Jorge planned to remain at his post, on hunger strike, to shame politicians until Tuesday.
He lay in a bed surrounded by a form of ‘metallic tent’ from Saturday mid-afternoon.
On Sunday night, President Marcelo turned up unannounced and unprogrammed in the company of the Secretary of State for Inclusion (herself registered blind) to talk to him.
It’s not known what the president or Ana Sofia Antunes said, but shortly after the visit, Jorge and his supporters packed up and went home.
Nonetheless, the protest served to highlight iniquities within care alternatives for the permanently disabled.
Jorge’s argument is that he would like the money spent on keeping him in an institution given directly to him so that he could remain in his own home with a permanent carer.
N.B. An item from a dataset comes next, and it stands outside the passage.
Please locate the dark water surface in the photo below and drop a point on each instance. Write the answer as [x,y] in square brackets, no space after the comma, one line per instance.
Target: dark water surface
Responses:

Right now, this does not happen – hence so many old and infirm people are forced to give up their homes and go into government-subsidised accommodation, very often against their wills.
The only political party to take up Jorge’s fight so far has been Bloco de Esquerda whose Catarina Martins visited the 56-year-old early on Sunday and told reporters that it is “absurd to deny handicapped people the right to choose how they live” – particularly when they may have the wherewithal to continue working if given the financial support they need.